研究では、OpenAIのGPT-4o miniを搭載した500のAIチャットボットを用意し、それぞれに特定の人格(ペルソナ)を設定。ボットたちは広告もなく、コンテンツ発見機能やおすすめ投稿などのアルゴリズムが一切存在しないシンプルなSNSプラットフォームに放たれ、そこで他のAIユーザーの投稿とやりとりするよう指示されました。

5種類の実験を行ない、合計で1万回のアクションを記録したところ、ボットは自身と同じ政治的立場を持つユーザーをフォローする傾向がありました。また、最も偏った内容を投稿するユーザーほど、多くのフォロワーとリポストを獲得していたことが判明しました。

人間の真似をしているチャットボット

この結果は、私たち人間にとってあまりいい話ではありません。というのも、このチャットボットたちは人間同士のやりとりを真似るように作られていたからです。

もちろん、こうした傾向はアルゴリズムの影響から完全に切り離されているわけではありません。ボットは、人間が何十年もアルゴリズム主導の環境でオンライン活動してきたデータで訓練されており、その結果、すでに毒された人間の行動パターンを再現してしまうのです。そこから抜け出す方法は、現状はわかっていません。

いろいろ対策をしてはみたものの…

研究者たちは、こうした同じ意見ばかりが集まる傾向を変えるために対策をいくつか試みました。

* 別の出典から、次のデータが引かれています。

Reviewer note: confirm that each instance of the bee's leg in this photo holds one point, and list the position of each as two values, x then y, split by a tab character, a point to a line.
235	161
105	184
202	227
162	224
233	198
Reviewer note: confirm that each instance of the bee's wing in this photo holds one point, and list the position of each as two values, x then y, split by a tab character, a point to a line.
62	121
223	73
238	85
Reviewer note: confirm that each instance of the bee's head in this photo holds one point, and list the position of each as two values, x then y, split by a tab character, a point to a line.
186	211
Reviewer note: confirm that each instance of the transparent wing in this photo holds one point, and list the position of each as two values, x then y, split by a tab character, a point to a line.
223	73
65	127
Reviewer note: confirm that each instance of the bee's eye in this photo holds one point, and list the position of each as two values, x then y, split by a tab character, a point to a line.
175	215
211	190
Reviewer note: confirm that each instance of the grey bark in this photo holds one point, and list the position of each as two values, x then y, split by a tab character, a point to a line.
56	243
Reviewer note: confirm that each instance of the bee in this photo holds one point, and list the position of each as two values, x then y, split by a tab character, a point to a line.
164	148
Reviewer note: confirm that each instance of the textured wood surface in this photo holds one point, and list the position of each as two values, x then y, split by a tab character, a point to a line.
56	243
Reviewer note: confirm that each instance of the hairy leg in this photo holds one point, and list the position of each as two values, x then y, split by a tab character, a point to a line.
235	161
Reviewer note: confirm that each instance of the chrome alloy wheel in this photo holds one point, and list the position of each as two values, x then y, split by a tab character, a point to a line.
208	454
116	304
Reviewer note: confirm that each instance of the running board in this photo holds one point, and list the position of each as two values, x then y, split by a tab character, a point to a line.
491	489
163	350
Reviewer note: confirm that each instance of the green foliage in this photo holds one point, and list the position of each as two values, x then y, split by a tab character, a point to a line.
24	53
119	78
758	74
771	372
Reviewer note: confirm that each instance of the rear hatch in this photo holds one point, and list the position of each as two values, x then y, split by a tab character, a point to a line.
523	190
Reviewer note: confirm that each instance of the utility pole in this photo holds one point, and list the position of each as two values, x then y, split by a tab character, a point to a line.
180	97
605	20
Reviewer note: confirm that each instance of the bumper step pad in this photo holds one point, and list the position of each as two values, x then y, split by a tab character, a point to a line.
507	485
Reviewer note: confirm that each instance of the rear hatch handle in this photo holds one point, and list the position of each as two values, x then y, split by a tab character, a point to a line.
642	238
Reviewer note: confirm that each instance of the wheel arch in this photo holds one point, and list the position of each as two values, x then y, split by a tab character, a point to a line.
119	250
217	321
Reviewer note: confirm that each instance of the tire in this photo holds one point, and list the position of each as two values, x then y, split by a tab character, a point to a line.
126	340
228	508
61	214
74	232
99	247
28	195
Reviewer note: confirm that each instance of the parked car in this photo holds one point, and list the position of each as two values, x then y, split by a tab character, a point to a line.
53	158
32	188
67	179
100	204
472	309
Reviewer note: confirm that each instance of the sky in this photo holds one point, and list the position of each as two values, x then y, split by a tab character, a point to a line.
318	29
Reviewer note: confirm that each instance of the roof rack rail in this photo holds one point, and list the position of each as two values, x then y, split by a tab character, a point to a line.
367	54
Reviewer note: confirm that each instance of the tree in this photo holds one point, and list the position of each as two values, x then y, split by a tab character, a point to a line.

具体的には、時系列フィードの導入やバズったコンテンツの価値を下げる行為、フォロワー数やリポスト数を非表示にする行為やユーザープロフィールを隠す行為、そして反対意見を強調表示する行為など、その方法はさまざま(最後の方法は、過去の別の研究で「高いエンゲージメントと低い攻撃性」を両立させた実績がありました)。

しかし、どの介入策も大きな効果はなく、偏った意見を投稿するアカウントへのエンゲージメントを6%以上減らすことはできませんでした。さらに、ユーザープロフィールを隠すシミュレーションでは、かえって分断が深まり、極端な投稿がより注目される結果となりました。

結局のところ、SNSという仕組みそのものが、人間の最も醜悪な本能や行動をエスカレートさせずに使いこなすことができないものなのかもしれません。